Thats the good word from Adelaide-based Emeritus Professor David Lee who has spent the past decade applying mathematical network theory on ways to optimise the design of underground mines; places he terms underground cities where tens of millions of dollars can be spent.
Global mining company Newmont Asia Pacific has been a major supporter of his work, which has seen the development of software packages like DOT a decline optimisation tool.
More recently he has become involved in finding how mathematical theory can be applied to rail systems to help alleviate the infrastructure blockages such as those experienced in the Port of Newcastle.
An article about Prof Lee in the University of SA newspaper UniSA News prompted this interview to see if his work could help contract miners in particular. He gave the interview the day after he and a PhD student completed a study for a local mining company that analysed the case for using road trains underground to move the ore.
Prof Lee was pro vice chancellor of research at the university for five years before retiring to continue research as an emeritus professor. When I retired I thought network theory could be used to design mining operations in underground spaces but it had never been done before, he says.
Melbourne University had one of the best network research groups in the world so I linked in with them. We have now reached the stage where six of the top mining companies in the world are sponsoring our research.
Hopefully mining software suppliers Maptek, Datamine and Gijima, who are also sponsors, will market the sequence of mining software packages developed through the project, which is due to be reported on this year.
Prof Lee says:  If you have an underground deposit, we have software now in this (research) group, that will design the stopes, design the access to the stopes and schedule the mine for maximum value.
The decline design tool is not restricted to single paths. We can now handle branching or tree networks. We are working with people who specialise in optimal stope layout. Another group is working on optimising mine scheduling.
Network theory stands back from the detail of the underground construction and declares: this is really just a set of lines joining points underground.
Mathematicians have studied how to find things like the shortest path through the network or the best cycles through the network. Here we had to adapt network theory to handle key operational constraints such as gradient and turning circle restrictions.
You can have a poor decline design or a good one, and mathematics helps you find the good one.
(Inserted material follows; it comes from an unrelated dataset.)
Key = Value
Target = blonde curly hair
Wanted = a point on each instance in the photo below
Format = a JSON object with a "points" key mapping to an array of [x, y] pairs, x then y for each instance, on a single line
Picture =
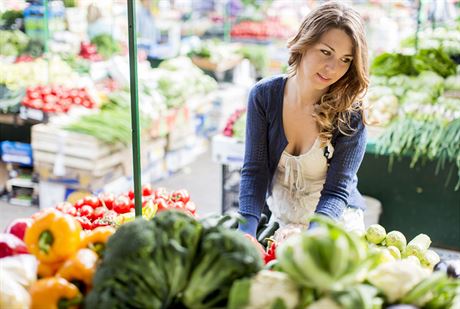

A mine is a long timescale project, so the question is where do you start and how do you progressively develop that mine for maximum value.
If your haulage costs are high because you have chosen a particular network then you have a suboptimal solution over the life of the mine. The best way of getting the ore out should be considered at the same time as you design the infrastructure.
Prof Lee says a number of mining companies are looking at using road trains underground. However, to do so the question must be asked: do you get more tonnes for your dollar using road trains or ordinary trucks? We have found that a key issue for a road train design is finding the best places for the passing lanes.
If your location is wrong you will have a road train frequently delayed because the passing lane is in a bad spot for the operating schedule. Road trains are very expensive and at the end of a shift if you have lost an hour your schedule or underground layout is costing you money.